293 “We now work to understand the process causing a reduction in density after March.” → provide order of magnitude of the reduction in density. Are we trying to understand a gap of 5 or 100 kg/m3?
298 “Fresh snowfall as input would lower the average density. A layer with low thermal conductivity kMac(I)eff leads to a drastic decrease in the average thermal conductivity. We can see in Wagner et al. (2022) that we had fresh snowfall during this period.” → Be more specific that “we had snowfall”. It could be mentioned that this is not seen in the snow height data in Figure 5, as there is no increase. Also, snowfalls are always fresh.
312 “Penetration of the hard density layers at the snow-ice interface became thinner due to sublimation” →not understandable.

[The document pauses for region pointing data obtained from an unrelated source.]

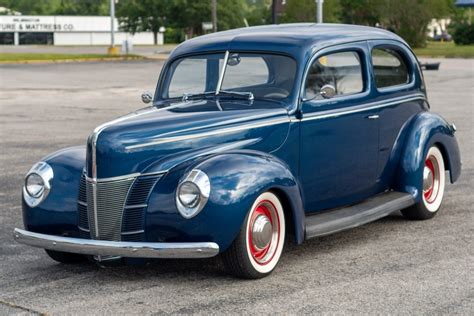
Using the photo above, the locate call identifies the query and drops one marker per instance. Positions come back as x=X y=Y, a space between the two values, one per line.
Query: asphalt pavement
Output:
x=392 y=266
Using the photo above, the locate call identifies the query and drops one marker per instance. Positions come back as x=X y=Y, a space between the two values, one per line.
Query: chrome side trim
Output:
x=83 y=229
x=116 y=248
x=135 y=206
x=118 y=178
x=228 y=130
x=361 y=108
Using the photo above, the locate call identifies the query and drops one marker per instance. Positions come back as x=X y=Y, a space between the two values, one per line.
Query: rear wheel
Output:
x=66 y=257
x=434 y=179
x=257 y=249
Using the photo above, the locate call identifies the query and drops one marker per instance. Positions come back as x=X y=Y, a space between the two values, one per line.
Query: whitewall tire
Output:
x=433 y=185
x=257 y=249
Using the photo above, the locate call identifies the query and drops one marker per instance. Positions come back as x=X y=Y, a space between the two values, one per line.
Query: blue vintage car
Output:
x=253 y=134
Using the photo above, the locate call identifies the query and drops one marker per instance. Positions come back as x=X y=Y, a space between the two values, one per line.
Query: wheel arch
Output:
x=426 y=130
x=267 y=172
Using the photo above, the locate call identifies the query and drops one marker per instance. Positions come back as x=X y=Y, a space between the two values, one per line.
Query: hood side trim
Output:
x=163 y=140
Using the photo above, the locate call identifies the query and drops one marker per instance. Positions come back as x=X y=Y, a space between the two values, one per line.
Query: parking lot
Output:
x=391 y=266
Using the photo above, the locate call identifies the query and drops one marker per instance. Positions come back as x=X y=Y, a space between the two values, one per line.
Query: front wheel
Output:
x=257 y=249
x=434 y=178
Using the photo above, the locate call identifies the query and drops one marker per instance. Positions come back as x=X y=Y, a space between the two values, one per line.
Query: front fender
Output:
x=426 y=130
x=236 y=178
x=57 y=214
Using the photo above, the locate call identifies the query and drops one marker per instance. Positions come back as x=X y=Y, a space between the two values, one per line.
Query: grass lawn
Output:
x=23 y=57
x=446 y=49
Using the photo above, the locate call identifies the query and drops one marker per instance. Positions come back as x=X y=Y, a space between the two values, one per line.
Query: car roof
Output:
x=295 y=39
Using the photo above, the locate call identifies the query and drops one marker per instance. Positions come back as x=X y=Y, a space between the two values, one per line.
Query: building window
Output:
x=341 y=70
x=36 y=38
x=6 y=38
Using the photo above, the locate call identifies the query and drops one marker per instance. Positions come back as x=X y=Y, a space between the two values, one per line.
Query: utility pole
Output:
x=319 y=10
x=214 y=15
x=112 y=49
x=274 y=15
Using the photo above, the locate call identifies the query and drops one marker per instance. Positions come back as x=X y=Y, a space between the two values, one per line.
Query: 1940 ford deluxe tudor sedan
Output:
x=253 y=134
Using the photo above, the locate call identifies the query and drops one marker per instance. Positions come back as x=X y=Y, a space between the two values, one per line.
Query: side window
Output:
x=343 y=71
x=189 y=76
x=390 y=68
x=243 y=71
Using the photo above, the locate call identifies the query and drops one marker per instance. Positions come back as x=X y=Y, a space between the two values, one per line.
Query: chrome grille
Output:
x=105 y=203
x=114 y=210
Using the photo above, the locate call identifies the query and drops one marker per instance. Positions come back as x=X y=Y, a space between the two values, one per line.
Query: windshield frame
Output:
x=166 y=75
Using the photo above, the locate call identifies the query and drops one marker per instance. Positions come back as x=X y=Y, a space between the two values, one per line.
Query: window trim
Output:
x=348 y=47
x=405 y=59
x=163 y=79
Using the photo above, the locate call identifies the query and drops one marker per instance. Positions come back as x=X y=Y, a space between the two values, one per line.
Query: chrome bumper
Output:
x=117 y=248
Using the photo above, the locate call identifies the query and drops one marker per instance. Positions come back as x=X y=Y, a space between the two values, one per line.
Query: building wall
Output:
x=101 y=38
x=73 y=30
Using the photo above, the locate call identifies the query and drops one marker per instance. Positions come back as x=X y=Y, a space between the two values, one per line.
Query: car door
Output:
x=339 y=134
x=398 y=82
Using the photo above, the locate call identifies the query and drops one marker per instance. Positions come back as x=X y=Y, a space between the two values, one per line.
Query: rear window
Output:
x=343 y=71
x=389 y=67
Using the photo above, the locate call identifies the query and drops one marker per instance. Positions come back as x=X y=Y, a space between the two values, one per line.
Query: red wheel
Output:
x=257 y=249
x=434 y=179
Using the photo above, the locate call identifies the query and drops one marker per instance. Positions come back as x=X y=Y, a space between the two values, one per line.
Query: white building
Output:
x=66 y=30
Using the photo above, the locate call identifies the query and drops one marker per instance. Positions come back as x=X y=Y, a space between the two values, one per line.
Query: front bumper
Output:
x=117 y=248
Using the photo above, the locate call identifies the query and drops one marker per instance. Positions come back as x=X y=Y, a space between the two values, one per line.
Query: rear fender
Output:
x=426 y=130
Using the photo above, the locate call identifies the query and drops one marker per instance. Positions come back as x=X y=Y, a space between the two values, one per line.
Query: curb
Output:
x=80 y=60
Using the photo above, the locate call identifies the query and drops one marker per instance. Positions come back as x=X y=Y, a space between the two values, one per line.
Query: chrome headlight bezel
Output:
x=45 y=172
x=200 y=180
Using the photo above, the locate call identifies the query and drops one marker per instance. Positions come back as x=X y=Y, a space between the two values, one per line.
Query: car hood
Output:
x=158 y=138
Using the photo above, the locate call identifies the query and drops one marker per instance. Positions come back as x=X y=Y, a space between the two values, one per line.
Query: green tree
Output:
x=190 y=14
x=258 y=12
x=143 y=15
x=410 y=18
x=305 y=11
x=363 y=12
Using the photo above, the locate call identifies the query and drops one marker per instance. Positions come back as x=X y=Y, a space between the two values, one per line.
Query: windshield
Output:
x=265 y=76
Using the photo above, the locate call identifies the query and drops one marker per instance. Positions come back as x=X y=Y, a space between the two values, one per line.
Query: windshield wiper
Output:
x=227 y=93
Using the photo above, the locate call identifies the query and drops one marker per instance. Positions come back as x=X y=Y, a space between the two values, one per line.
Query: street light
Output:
x=112 y=49
x=319 y=10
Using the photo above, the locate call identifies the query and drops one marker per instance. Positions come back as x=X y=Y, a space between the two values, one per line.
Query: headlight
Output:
x=193 y=193
x=34 y=185
x=38 y=184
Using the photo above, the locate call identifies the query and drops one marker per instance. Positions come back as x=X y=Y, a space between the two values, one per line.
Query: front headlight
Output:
x=34 y=185
x=37 y=184
x=193 y=193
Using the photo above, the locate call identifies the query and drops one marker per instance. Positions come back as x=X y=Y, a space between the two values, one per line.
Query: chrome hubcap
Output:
x=262 y=232
x=428 y=178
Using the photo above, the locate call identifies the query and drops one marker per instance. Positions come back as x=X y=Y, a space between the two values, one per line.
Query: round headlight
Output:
x=38 y=183
x=189 y=194
x=192 y=194
x=34 y=185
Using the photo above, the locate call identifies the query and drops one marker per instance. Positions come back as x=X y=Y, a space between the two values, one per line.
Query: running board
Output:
x=367 y=211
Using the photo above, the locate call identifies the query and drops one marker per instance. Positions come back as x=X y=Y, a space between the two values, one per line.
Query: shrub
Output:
x=463 y=34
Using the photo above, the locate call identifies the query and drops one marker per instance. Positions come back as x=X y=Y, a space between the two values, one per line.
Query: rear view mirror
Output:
x=147 y=97
x=327 y=91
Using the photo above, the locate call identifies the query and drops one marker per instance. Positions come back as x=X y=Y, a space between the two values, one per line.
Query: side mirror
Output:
x=327 y=91
x=147 y=97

318 “Crocus and SNOWPACK simulate lower layers with high density and high thermal conductivity, and surface layers with low values for both variables (Domine et al., 2019), whereas we have presented the opposite.” → It is not shown in the paper that you have opposite results. There is no clear trend in the vertical profile of thermal conductivity, as seen in Figure 1, and it is not described in the text. No density profiles are shown. So additional data / figure should be provided to support this comment or this paragraph should be deleted. Also, SNOWPACK and Crocus are not defined.
321 “Due to the combination of this seasonal trend in density and kMac(I)eff snow depths, we see no change of R” → wording
340 “It was found that a combination of fresh snowfall, high wind speeds causing erosion and re-deposition (initiating a SWE reduction during a storm event, as shown in Wagner et al. (2022)), vapour diffusion within the snow and changes at the snow-ice interface (further analysis of this interface is needed to draw concrete conclusions. However, this is not in the scope of this study), could all result in the density reduction across the snow profile.” → this sentence should be shortened.
Conclusion: The conclusion could be improved to provide a clearer picture of the main contributions / findings of the paper.